Jackie: As a young person who lived through this experience, I agree. Every year around this time, I’m drawn back to when I too, was doing VCE. Unlike most students, during that time, I was leaving care, so my major focus was finding a place to live. Then, in my final year, I was told I had to move to transitional housing, and then into homelessness. That left me feeling hopeless – like I had no chance of graduating or achieving my dream of becoming a nurse.

That path began many years before when, like far too many children, my siblings and I faced family violence, physical and sexual abuse and neglect, financial hardship, parental mental health issues, and suicide in my family.

From the age of two, I entered the child protection system, moving back and forth from my parent’s care, foster homes, kinship care, residential care, and emergency respite – often denied basic supports, and having them disrupted even when they were available.

I was separated from my siblings, with little family contact or visitation, and no effort by child protection to help my family re-unite, which I wanted more than anything.

In primary school, I changed schools almost yearly, and once it was three times in one year.

I enjoyed school, loved learning and seeing my friends, but sometimes home was so chaotic, I couldn’t go. No-one did anything, including child protection, until grade 5, when my then social worker and school principal would pick me up. Other times I wasn’t enrolled because I’d been moved across the state.

While I had some education supports in my later years of high school, be it tutoring or help to re-engage, they’d often end when I re-engaged in school or moved placements. What I needed was consistent support outside the classroom, regardless of whether I was attending school or not. This would have helped me stay up to speed, but, instead, my education fell between the cracks.

My friendships never lasted being moved to different homes and schools in various states. I was never able to say goodbye or explain where I was going to my friends – I was just gone. And it happened a lot.

Years of interrupted schooling and poor attendance made it hard to attend consistently. My friends moved on, I didn’t understand what we were being taught, and I struggled to catch up on schoolwork. Education was left on the backburner.

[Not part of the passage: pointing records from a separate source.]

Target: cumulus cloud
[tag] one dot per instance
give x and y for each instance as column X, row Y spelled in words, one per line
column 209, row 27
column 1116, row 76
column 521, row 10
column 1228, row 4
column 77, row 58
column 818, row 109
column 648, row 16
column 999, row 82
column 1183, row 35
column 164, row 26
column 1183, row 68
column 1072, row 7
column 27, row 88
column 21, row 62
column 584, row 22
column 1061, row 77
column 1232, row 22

Things were slightly more stable in high school, and it became my escape from some of the residential units I was living in. But by then, I was also spending more time in the mental health unit at hospital.

And I had nothing.

By the time I moved to residential care, everything I owned fit in a rubbish bag, including my one school dress that I lived in. No-one thought to buy me new clothes, except the hospital nurses.

The ‘therapeutic’ residential unit I lived in was anything but therapeutic, and after numerous attempts to run away and moving between the unit and hospital, it was decided that I would stay in hospital until I fully recovered. It took three years. My education was again severely disrupted.

In VCE, I stayed at the same school where they prioritised my learning and took a flexible approach that enabled me to stay engaged, learn and finish years 11 and 12 over four years. But my home life remained a struggle, moving between placements and then facing homelessness as I aged out of care, all while completing my VCE.

Liana: While Jackie got there in the end, so many children and young people in the care of the state don’t make it so far. In 2022, there were just 12 young people in residential care enrolled in year 12, and none of them doing VCE. Completion rates for children and young people in care are substantially lower than their peers outside of care. Far from a reflection on them, it is a reflection on a system that claims to protect and support children and young people, but too often fails.

Jackie: The media is always looking for happy endings and perhaps they’d see my story as one.  Having got through VCE, I am about to complete my nursing degree. That I have got this far, however, is despite the system; not because of it. The cards were heavily stacked against me and continue to be, as they are for many children and young people in care. And that’s the way it is from the start, the disadvantage building throughout the school years.

As I write, I think of all the young people going into VCE. I also think how school could be made so much better for those in state care if the government listened to and acted on the experiences of people like me.

Liana: Just a year ago, the Commission took an important step in that direction, when we released the Let us learn report, with 40 findings and 47 recommendations to government on improving how the child protection, out-of-home care and education systems can better meet the education needs of children and young people in care – including by addressing many of the challenges Jackie has written about here.

Back then, I commented, ‘I trust this report will drive reform to make Victoria “the education state” for all children and young people, including those in the out-of-home care…’.

A year on, we have had a positive high-level response from government, but we’re still waiting for a comprehensive plan showing how and when these important changes will happen – including the steps towards trauma-informed care in schools, and an increase in the allowance for carers that would help them better support children and young people.

Surely we can all agree that every child and young person deserves to be a good news story – including those in the state’s care.